Dans ces lignes, S.Michenaud livre ses approches multiples du Prana : "L'éthymologie du terme Prana donne un éclairage utile sur la réalité complexe qu'il désigne. La racine ana- est un nom d'action qui correspond en français à «souffle» ou «respiration». ». Le préfixe pra-, quant à lui, désigne l'antériorité ou le début de la racine qu'il précède. Il apporte également une notion d'intensité. Déjà, le sens de Prana se dévoile et désigne ce qui vient avant la respiration et qui en donne l'impulsion, ce qui en soutient le mouvement.

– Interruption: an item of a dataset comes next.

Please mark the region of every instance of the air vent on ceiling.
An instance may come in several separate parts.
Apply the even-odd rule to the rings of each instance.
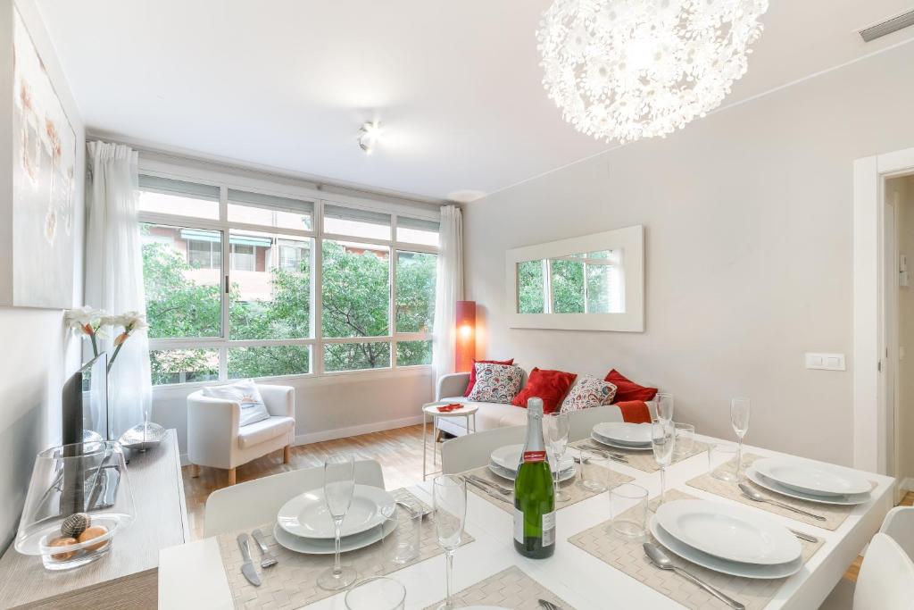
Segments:
[[[914,11],[908,11],[897,17],[892,17],[887,21],[883,21],[866,29],[862,29],[860,30],[860,37],[863,38],[864,42],[870,42],[909,26],[914,26]]]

En français, le terme Prana est traduit souvent par «énergie subtile de vie », «force vitale» ou «souffle vital», et on comprend bien que si la capacité à soutenir tous les mouvements de la vie dans notre corps s'épuise, le corps meurt, il cesse d'être «vivant». En Inde, pour dire que quelqu'un est décédé, on dit que le Prana de la personne a quitté son corps. D'où l'importance constante de certaines traditions à cultiver le niveau de Prana. Mais traditionnellement, le Prana infuse également tout l'Univers, c'est la mère de toutes les autres énergies. Une pierre, une fleur, un animal et un homme ont tous un niveau de Prana. Il est seulement différent pour chacun. Ainsi, cette force vitale se trouve aussi bien à l'extérieur qu'à l'intérieur du corps humain, et ce sous des formes variées. Contrairement à certaines idées reçues dans les milieux du Yoga et de l'Ayurveda, le Prana n'est pas seulement lié à notre respiration organique, à l'air que l'on respire, et à l'oxygène plus particulièrement. L'air n'est donc pas notre seule source de Prana. Cependant, la respiration est l'outil le plus maîtrisable par l'homme en lien direct avec cette réalité, et, dans la discipline du Yoga, elle se décline en exercices et techniques variés appelés Pranayamas. Les sages antiques de l'Inde, les Rishis, nous disent que, plus que tout dans cet Univers, l'être humain est celui qui a la plus grande capacité à faire évoluer son Prana. Et contrairement à une roche, notre système est naturellement soumis à des variations importantes et fréquentes d'énergie ou de Prana. La tâche des traducteurs occidentaux n'est pas toujours aisée dans la mesure où le terme Prana est employé pour un large panel de significations qui peut aller du plus tangible mouvement de la respiration jusqu'aux degrés les plus subtils de la conscience. Mais nous devons retenir un élément essentiel : le Prana est à la fois une notion synthétique et une expérience qui ne peut pas se désolidariser de la conscience. Le Prana peut également être envisagé comme de la conscience en mouvement. Cette réalité a des répercussions très pratiques : la conscience est un facteur qui guide et intensifie le Prana avec son contenu. C'est la raison pour laquelle l'attention portée sur les différentes parties du corps ou sur la respiration pendant certains exercices de Pranayama est absolument capitale d'un point de vue «énergétique »"(7).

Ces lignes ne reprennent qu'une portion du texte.